Don't you guys ever go to the zoo or the library? I have several bookcases mainly about animals and fish. Some are indeed strange, but I thought everyone knew about jaguarundis.
There are several of species of pangolins. I think Frank Buck mentioned them in his books. I found some of those in old libraries as a kid.
I'd be astonished to learn that bass change sex, as one poster asked about. But hyenas were long thought to be hermaphroditic, being BOTH sexes. The males just aren't very...evident...in their distinguishing characteristics. Hans Kruuk and others have done pretty complete research on them, and their books will be in many libraries. I believe that his studies involved only the usual African Spotted form (Crocuta crocuta, if memory serves.)

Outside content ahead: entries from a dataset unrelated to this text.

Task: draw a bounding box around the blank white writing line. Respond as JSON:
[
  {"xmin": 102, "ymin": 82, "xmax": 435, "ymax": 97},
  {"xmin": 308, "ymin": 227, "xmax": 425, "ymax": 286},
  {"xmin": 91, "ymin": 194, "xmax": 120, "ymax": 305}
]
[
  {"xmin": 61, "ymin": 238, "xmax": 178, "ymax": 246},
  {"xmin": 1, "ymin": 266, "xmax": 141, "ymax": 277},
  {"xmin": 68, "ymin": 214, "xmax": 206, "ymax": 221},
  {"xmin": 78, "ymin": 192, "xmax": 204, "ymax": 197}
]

Does everyone know about the Archer fish? It spits water to hunt insects. Knocks them off leaves above the river.
Ever watch, River Monsters, with that guy Jeremy Something? I recently saw where he was in New Guinea, proving that the imported Pacu, a presumed vegetarian relative of the Piranha, grows especially large and aggressive there and is killing off local fish and vegetation and biting people. If they had the dentition of the real Red-Bellied Piranha, they'd be really formidable! The genus for the dangerous piranhas/caribes is Serasalmus, I believe. Dunno about the pacus, but you sometimes see them in aquariums, looking very like their more lethal relatives.

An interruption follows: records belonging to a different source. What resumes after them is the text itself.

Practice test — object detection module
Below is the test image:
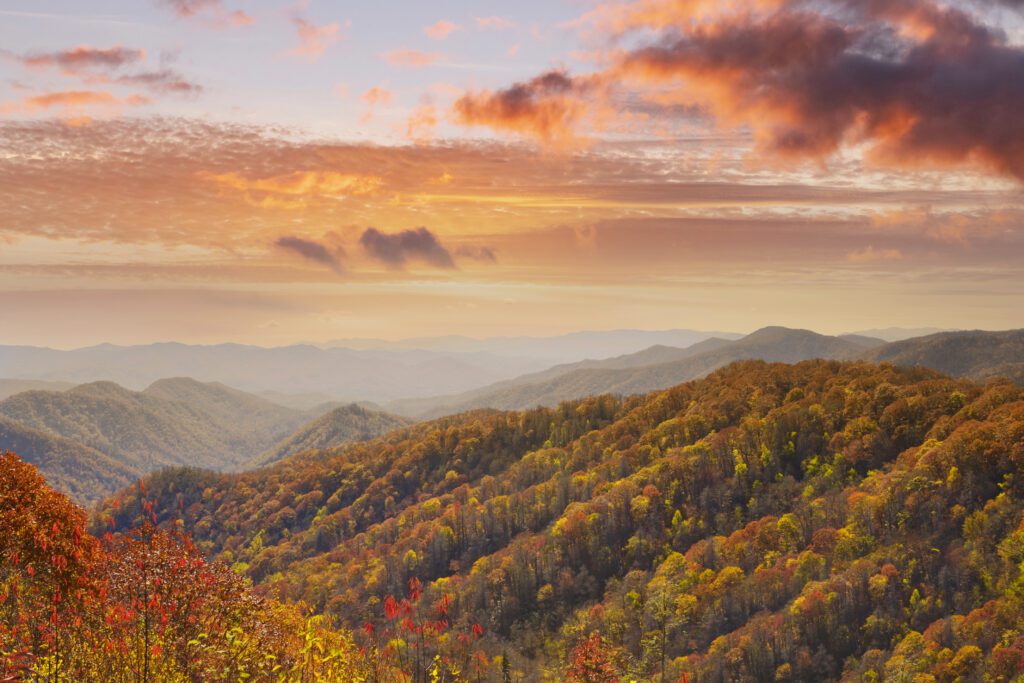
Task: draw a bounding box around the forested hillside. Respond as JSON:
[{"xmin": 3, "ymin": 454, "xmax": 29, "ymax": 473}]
[
  {"xmin": 0, "ymin": 415, "xmax": 137, "ymax": 503},
  {"xmin": 254, "ymin": 404, "xmax": 413, "ymax": 466},
  {"xmin": 863, "ymin": 329, "xmax": 1024, "ymax": 385},
  {"xmin": 0, "ymin": 379, "xmax": 304, "ymax": 472},
  {"xmin": 0, "ymin": 378, "xmax": 404, "ymax": 503},
  {"xmin": 100, "ymin": 360, "xmax": 1024, "ymax": 681}
]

Do you guys know about the Dorado, a big golden salmonid fished for in rivers like the Plata, between Argentina and Brazil? They're supposedly one of the world's great sports fish.

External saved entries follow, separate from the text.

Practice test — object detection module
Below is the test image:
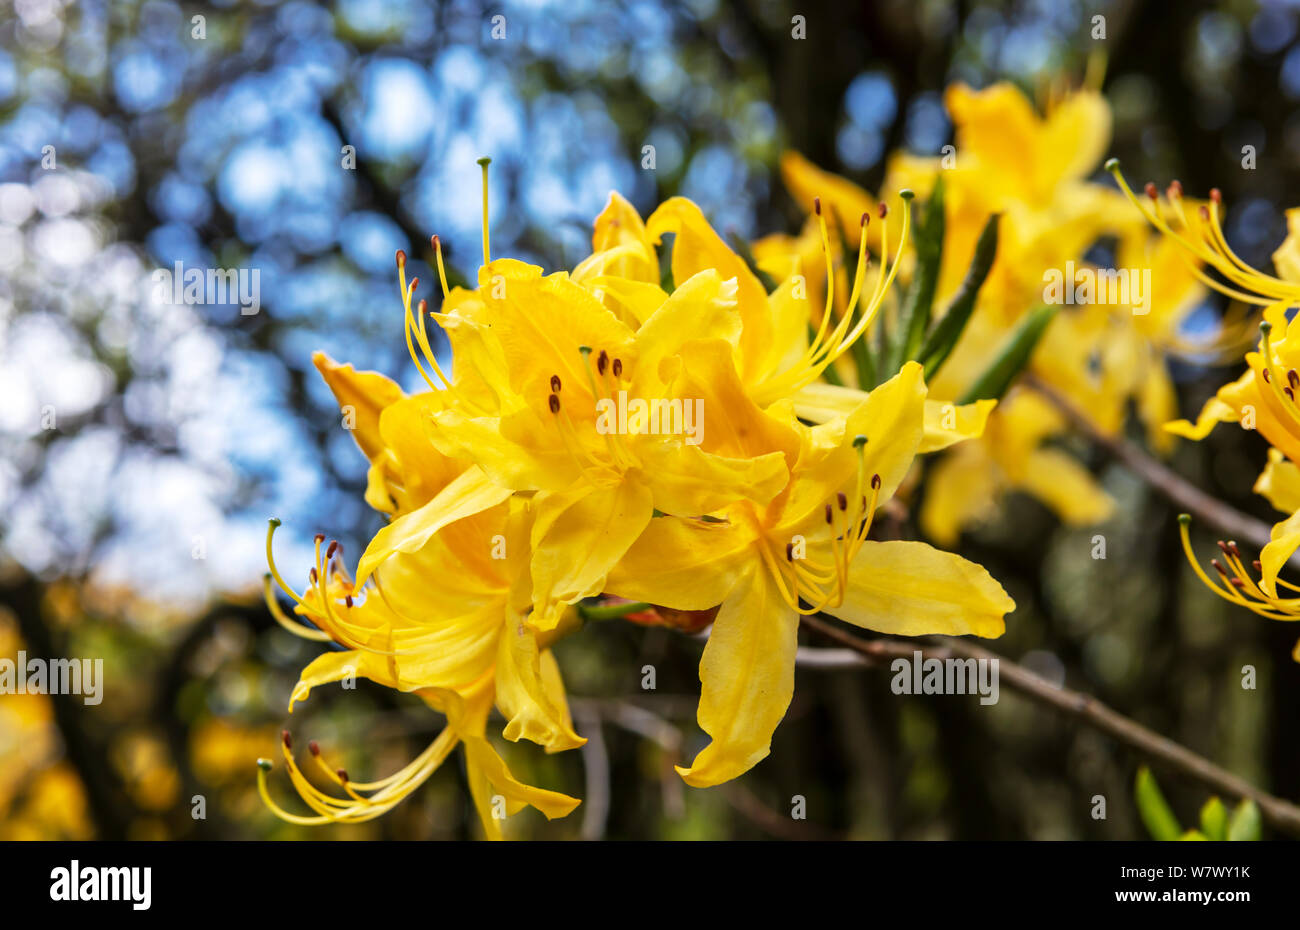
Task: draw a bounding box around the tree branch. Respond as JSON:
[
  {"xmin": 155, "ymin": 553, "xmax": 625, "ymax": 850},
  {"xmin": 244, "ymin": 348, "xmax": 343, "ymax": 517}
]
[
  {"xmin": 799, "ymin": 615, "xmax": 1300, "ymax": 838},
  {"xmin": 1026, "ymin": 375, "xmax": 1277, "ymax": 552}
]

f you read Jim Corbett's books about hunting man-eating cats in colonial India, you'll encounter the Mahseer. I looked it up, and it looks sort of like a big minnow that got bred with a tarpon. Corbett said that they're real fighters in the rivers in northern India. Doubt that their table quality is much, though.
Finally, both the chimpanzee and the okapi were thought to be mythical animals until early in the 20th Century.
I think the unicorn was desribed by someone who'd seen a one-horned oryx.